10  Bitcoin / Development & Technical Discussion / Re: How to proof ownership of BTCs when using lightning network? on: July 14, 2022, 02:26:09 AM
Quote
I never tried to do this, but looks like there is a way to sign a message from your node private key using eclair:
https://acinq.github.io/eclair/#signmessage

Thank you! Let me dive into this! I appreciate it!


Quote
This is not true. Anyone can just close the channel and make an on-chain transaction to get his balance on-chain in the next block.
Then he can just sign a message.

IMO, this is the best way.

Right, if the channel is closed, the final balances between the two parties will be published on the Bitcoin Blockchain.
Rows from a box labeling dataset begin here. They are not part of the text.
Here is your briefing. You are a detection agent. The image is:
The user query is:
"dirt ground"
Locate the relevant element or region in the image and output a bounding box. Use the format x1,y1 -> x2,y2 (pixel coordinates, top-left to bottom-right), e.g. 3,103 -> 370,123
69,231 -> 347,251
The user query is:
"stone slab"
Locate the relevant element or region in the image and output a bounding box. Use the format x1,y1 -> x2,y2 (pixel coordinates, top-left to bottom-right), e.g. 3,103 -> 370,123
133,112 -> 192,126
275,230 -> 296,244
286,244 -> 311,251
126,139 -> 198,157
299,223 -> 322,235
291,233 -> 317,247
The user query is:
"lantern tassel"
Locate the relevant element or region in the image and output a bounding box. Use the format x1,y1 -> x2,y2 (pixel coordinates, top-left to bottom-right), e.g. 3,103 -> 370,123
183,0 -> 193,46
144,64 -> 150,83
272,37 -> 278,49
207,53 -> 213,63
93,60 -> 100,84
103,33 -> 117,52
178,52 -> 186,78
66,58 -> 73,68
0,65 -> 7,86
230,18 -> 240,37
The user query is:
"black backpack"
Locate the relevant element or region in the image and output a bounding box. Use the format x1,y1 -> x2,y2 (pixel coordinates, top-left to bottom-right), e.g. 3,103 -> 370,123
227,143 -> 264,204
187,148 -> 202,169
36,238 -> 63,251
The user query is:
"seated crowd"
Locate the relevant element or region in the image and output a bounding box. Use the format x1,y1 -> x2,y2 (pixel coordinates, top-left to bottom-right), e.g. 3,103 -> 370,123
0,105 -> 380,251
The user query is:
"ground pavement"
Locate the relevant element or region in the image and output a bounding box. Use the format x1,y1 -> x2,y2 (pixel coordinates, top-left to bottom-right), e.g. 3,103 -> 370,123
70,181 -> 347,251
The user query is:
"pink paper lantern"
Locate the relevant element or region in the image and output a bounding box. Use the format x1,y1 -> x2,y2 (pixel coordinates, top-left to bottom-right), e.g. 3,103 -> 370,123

This is indeed the best way.
However, I am trying to proof balances when the channel is open.
11  Bitcoin / Development & Technical Discussion / How to proof ownership of BTCs when using lightning network? on: July 14, 2022, 01:38:11 AM
I am learning lightning network and I encountered an issue.

Purpose: We need to prove someone owns a certain amount of BTCs.

When the BTCs are in Bitcoin's original network (layer 1). If a person claims he owns 1BTC, we can simply have the person digitally sign a message for the related addresses (to prove ownership) and then we can check through a bitcoin node (using an indexer) to find the BTC balance as of a specific block height.

The problem is that with the proliferation of the lightning network (or other off-chain state channels), we now are unable to simply “go to the blockchain” to find the balances at a specific block height.

Given this person could have his lightning channels available stored on his own node, and this person is not objective (and could be lying). Is there a way to compile lightning channel balances from an objective source? What would be the best way to prove this person owns the BTCs while these BTCs are being used in the lightning network?